一緒に共有?

 先日の朝、妻とテレビを見ていたら、あるアーティストがコンサート会場で、「一緒に共有できて嬉しい」と叫んだ。これを見て、妻が「共有というのはそもそも一緒なんだから、意味が二重でおかしいよ」と言う。妻もパートで言葉に関わる作業をしているので、なかなか言葉には敏感なのである。

 そこで私は言った。「でも、リモートなら、別の場所にいて、同じ情報を同時に共有するから、別々に共有で、同じ場所にいれば、一緒に共有という表現はありでしょう。」そこで妻も、なるほど唸った次第。我が家では食卓でもなかなかアカデミックな会話が時にある(笑)。

 形式上の意味を考えるのが形式意味論であり、さらには語彙に内包される意味を考えるのが語彙意味論である。だが、意味論にはさらに連想的な意味やコンテクストにより派生される意味を考える語用論がある。さらに言えば、意味の解釈と表出をシステムとして考えるのが、私の専門領域としている選択体系機能言語学となる。言葉の研究が面白いのは、時代や状況によって受容される意味や形式が変化していくことに唸ることがあるからだ。

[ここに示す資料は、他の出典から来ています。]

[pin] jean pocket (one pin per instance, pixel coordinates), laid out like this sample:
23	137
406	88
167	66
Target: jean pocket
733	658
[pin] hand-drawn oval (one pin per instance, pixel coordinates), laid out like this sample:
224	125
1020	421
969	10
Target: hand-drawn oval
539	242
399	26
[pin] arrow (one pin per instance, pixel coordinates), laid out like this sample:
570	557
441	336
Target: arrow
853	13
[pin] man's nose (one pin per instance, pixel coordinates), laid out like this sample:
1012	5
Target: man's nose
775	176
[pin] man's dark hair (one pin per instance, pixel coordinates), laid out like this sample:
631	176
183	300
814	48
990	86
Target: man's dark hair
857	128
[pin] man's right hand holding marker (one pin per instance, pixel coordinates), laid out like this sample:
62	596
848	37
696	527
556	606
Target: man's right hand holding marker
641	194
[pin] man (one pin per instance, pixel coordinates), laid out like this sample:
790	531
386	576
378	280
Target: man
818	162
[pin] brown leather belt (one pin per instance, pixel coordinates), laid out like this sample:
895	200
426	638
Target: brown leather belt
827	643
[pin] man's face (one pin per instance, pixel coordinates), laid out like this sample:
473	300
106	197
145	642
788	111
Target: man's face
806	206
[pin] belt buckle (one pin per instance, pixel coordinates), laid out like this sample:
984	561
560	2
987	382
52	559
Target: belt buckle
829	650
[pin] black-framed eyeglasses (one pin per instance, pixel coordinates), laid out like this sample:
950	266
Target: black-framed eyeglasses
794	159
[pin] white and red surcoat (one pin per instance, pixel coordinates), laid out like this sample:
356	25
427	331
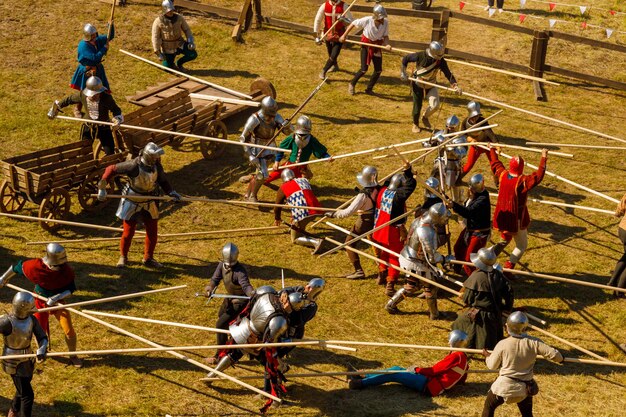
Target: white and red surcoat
446	373
298	192
331	13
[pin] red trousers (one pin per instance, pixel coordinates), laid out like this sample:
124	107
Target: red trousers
274	175
395	244
152	231
468	243
472	156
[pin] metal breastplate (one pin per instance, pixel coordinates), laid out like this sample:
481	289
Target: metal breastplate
22	333
231	287
261	313
145	181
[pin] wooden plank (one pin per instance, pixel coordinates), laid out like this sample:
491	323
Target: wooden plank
490	22
586	41
585	77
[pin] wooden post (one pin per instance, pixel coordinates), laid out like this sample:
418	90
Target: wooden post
537	62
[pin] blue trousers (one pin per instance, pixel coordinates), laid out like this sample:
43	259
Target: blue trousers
408	379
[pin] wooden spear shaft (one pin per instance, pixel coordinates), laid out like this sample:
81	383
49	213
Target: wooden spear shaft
170	132
553	278
161	236
156	345
559	204
337	20
209	200
514	74
153	321
565	180
64	222
508	106
573	145
108	299
191	77
381	148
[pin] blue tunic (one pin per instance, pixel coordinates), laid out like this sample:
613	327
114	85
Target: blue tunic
91	56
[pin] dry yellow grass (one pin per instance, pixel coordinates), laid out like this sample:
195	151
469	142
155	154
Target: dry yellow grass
38	53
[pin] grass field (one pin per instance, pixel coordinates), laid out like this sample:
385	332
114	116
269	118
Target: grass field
38	54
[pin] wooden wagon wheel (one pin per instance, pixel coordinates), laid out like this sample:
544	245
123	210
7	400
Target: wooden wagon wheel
266	87
10	201
89	187
215	129
55	205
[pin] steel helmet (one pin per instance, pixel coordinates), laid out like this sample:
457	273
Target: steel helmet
435	50
379	12
484	259
55	255
516	166
516	323
93	86
88	31
477	183
230	254
23	304
368	177
457	339
269	107
151	154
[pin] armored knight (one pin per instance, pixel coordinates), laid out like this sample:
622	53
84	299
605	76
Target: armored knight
298	192
145	178
236	282
18	328
54	279
260	130
420	256
265	320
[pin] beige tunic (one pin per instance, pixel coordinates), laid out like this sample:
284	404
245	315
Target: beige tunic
516	356
167	35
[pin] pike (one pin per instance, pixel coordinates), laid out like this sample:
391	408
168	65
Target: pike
191	77
514	74
156	345
338	19
565	180
435	283
64	222
108	299
169	132
508	106
381	148
161	236
209	200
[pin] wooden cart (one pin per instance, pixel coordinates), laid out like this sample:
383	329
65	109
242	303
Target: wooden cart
169	106
45	178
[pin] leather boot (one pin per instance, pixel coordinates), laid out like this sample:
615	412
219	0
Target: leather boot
432	308
71	347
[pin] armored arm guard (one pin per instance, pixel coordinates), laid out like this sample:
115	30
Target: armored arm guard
6	277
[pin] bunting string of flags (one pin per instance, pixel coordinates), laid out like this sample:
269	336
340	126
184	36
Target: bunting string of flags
551	22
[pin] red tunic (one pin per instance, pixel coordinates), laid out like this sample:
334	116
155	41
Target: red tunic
298	192
446	373
511	214
38	273
339	28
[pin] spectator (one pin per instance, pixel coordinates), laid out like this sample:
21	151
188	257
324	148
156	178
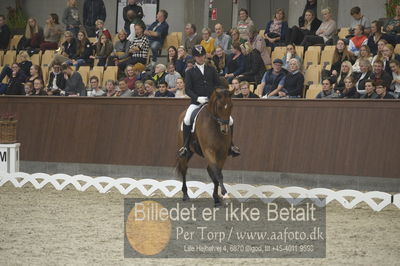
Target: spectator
181	62
159	74
163	90
254	65
5	33
245	91
395	86
171	77
244	23
273	80
180	89
364	54
130	77
258	42
358	19
309	26
157	33
137	10
103	50
375	36
276	30
325	32
291	53
33	36
222	39
235	63
369	90
192	38
110	88
123	90
363	75
207	42
74	85
358	40
38	88
92	11
381	90
138	49
294	81
56	80
327	90
52	33
71	17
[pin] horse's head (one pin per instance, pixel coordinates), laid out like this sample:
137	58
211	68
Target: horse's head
220	107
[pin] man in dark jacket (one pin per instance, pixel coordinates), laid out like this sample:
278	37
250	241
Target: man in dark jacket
92	11
200	82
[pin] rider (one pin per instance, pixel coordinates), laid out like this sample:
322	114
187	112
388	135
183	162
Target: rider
200	82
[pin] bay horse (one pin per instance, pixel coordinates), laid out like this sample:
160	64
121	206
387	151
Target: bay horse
211	139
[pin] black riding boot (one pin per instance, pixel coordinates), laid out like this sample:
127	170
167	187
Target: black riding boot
184	151
234	150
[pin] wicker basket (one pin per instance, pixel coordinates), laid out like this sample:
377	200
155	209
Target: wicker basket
8	132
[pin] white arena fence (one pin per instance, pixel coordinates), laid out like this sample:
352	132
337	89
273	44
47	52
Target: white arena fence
347	198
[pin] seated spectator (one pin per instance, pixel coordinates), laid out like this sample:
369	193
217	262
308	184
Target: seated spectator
273	80
325	32
362	76
243	24
95	89
33	36
294	81
101	30
245	91
220	59
150	88
138	49
395	86
381	90
235	63
291	53
121	50
38	88
110	88
276	30
171	77
358	19
172	55
73	85
192	37
5	33
310	26
207	42
365	54
180	89
369	90
258	42
52	33
254	65
327	90
163	90
181	62
103	50
159	74
378	74
349	90
130	77
358	40
71	17
235	36
56	81
156	33
222	39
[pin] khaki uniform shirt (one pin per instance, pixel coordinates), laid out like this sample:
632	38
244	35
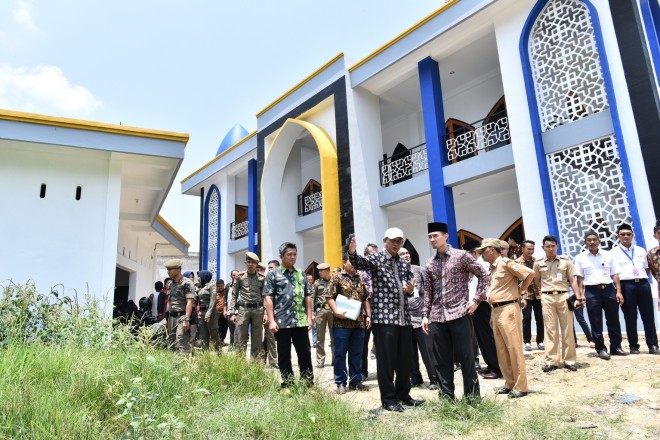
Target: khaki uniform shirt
179	294
247	289
320	301
505	276
532	291
555	274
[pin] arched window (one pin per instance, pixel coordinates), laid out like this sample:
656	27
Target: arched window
568	77
212	235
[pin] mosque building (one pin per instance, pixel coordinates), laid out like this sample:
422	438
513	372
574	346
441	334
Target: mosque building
498	117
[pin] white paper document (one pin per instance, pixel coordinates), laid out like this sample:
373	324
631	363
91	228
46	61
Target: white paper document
352	307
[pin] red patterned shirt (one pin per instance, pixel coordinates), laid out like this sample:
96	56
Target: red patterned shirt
446	280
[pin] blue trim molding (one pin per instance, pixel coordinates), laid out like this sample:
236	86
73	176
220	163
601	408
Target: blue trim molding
651	17
253	206
442	197
536	123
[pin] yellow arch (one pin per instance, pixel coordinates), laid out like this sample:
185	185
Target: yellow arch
329	184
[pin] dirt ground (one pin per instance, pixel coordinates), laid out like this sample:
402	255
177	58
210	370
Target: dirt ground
619	398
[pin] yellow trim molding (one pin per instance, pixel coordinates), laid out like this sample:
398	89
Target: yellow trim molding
300	84
329	185
219	156
403	35
78	124
173	231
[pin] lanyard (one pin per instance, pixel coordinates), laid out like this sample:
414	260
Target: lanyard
630	257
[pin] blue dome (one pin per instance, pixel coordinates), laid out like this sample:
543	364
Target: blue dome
234	135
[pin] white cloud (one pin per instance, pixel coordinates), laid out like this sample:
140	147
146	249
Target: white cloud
22	14
44	89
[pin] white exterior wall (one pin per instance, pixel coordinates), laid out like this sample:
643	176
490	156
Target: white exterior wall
407	129
366	147
508	29
628	126
47	232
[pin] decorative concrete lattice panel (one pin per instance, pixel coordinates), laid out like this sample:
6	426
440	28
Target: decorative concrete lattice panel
589	193
568	78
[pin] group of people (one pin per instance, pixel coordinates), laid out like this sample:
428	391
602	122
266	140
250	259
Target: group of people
458	302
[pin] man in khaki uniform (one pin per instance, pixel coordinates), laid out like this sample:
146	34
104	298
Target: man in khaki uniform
323	315
553	275
181	301
249	306
504	295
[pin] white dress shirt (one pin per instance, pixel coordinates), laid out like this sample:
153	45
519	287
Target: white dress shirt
596	269
632	262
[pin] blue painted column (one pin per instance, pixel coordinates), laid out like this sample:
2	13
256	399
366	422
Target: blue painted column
253	207
442	197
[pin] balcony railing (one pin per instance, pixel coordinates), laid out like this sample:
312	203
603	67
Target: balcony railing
488	134
308	203
239	229
403	166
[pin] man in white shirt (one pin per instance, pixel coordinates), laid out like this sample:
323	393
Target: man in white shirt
597	270
636	289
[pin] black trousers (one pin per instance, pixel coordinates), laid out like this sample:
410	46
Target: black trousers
394	356
637	295
533	304
485	337
299	337
451	339
364	369
423	344
599	301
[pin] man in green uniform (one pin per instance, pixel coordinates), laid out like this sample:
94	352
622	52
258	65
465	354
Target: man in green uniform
248	304
181	296
323	314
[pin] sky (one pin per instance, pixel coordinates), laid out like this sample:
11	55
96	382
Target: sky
194	66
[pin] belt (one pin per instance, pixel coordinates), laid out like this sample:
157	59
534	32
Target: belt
636	280
249	305
599	286
503	303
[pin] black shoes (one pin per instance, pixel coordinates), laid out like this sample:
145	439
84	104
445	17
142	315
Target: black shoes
393	407
412	402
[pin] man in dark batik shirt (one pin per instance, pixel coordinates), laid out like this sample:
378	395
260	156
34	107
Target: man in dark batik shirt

ちなみに、「貴様」は今なら相手を愚弄する言葉だが、元々は尊称の言葉であり、今のような使い方は江戸時代後期からだ。

 さて、先ほどの「一緒に共有」のように同じような意味のものが組み合わされるものは、冗長(redundancy)と呼ばれる。例えば、「子供たち」は「子」と複数の「ども」と「たち」が組み合わさったものだし、英語でもsing a songはその例だ。反対に、矛盾するような語彙は組み合わせは可能だろうか。例えば、形式意味論や語彙意味論では、「白い」と黒い色をしている「石油」は組み合わせることは考えられない。「白い石油」とは言わないはずだ。あるいは「白い墨汁」はないだろう。ところが、「白いブラックサンダー」は実在すのである(笑)。これは語用論的な解釈となるだろうか。

 言葉は必ずしも論理的ではない面がある。言葉は道具であり、使う人間が必ずしも論理的ではないことの証だろう。